NDE releases second draft of Health Education Standards
LINCOLN, Neb. (KOLN) - It’s been about four months since Nebraska’s Department of Education released its first draft of Health Education Standards for K-12 grade students.
After much revision and community input, the second draft was made public on Thursday, July 29, but not everyone is on board with these changes, even though the department says public testimony fueled the new draft.
The department said it hopes this second draft hits the reset button in finding common-ground between parents, educators and leaders on the best way to educate students on health topics. The new draft is still receiving much attention and controversy, even with the many changes.
The Human Growth and Development section no longer includes anything on sexual education.
“We’re doing this right. We’re not looking to rush decisions. We’re looking to make sure we do this with a sense of determination that we’re doing what’s best for our students in the state,” said Matt Blomstedt, Commissioner with the Nebraska Department of Education.
These changes eliminate many references to sexual identity, sexual orientation, gender identity, roles and stereotypes. Some points referring to puberty and safe relationships remain in the second draft of state standards, but the language of these topics is now different.

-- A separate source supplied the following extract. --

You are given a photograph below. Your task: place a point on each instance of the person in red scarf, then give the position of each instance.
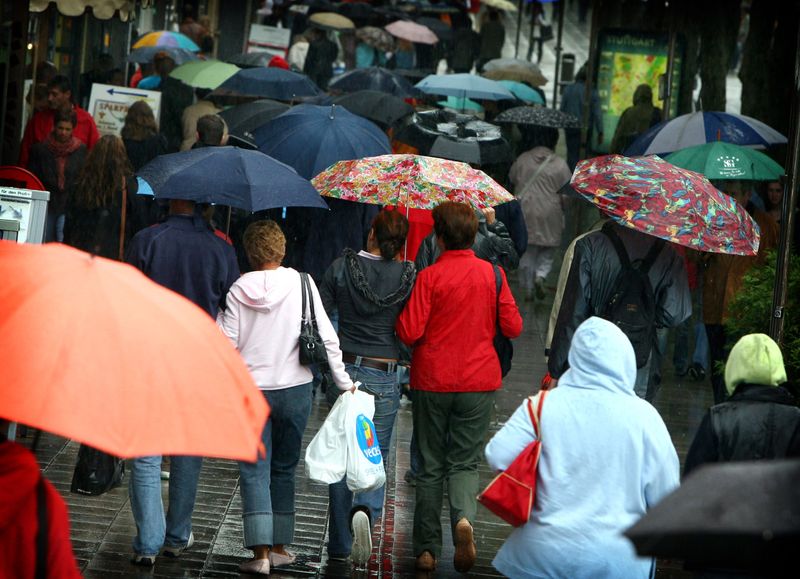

“The importance of prevention of sexual assault, importance of prevention and protecting our children from things they need to know, the importance of understanding how to be safe from disease: all of those things may end up in the standard, but they’re not explicit.”
The department said one of the goals of these revisions was to create balance between roles the department has, the ones parents have and those that individual schools play in students’ education.
“The state board has been really invested in ensuring that every student can see themselves in these standards. It’s important that every student can do that,” Blomstedt added. “Perhaps, that doesn’t best happen in our health standards overall or any of our standards.”
Governor Pete Ricketts responded:
“While this new draft of the Health Education Standards scraps many of the topics Nebraskans found objectionable, the standards still need improvement...The continued presence of gender ideology in the standards leaves the door open for this material to be expanded either before these draft standards are approved or in future years when these standards are revisited,” Ricketts said.
OutNebraska, an organization aimed at working with the LGBTQ+ community said they’re disappointed in the second draft, “This erasure does nothing to protect LGBTQ+ students. The fact that LGBTQ+ people exist should not be controversial.”
The department said even though many of these topics have been removed or changed, they hope on the local level, those conversations continue to happen.
“We’re always going to say to a school and to a community and to parents, you need to have that dialogue,” Blomstedt said, “This was never intended to stop that from happening.”
These revisions largely came from community input and public concerns, which is something the department knows isn’t over just yet.
“Never in a standards writing process do you please possibly everyone. It’s going to be important for us to take additional feedback and respond to that,” Blomstedt said.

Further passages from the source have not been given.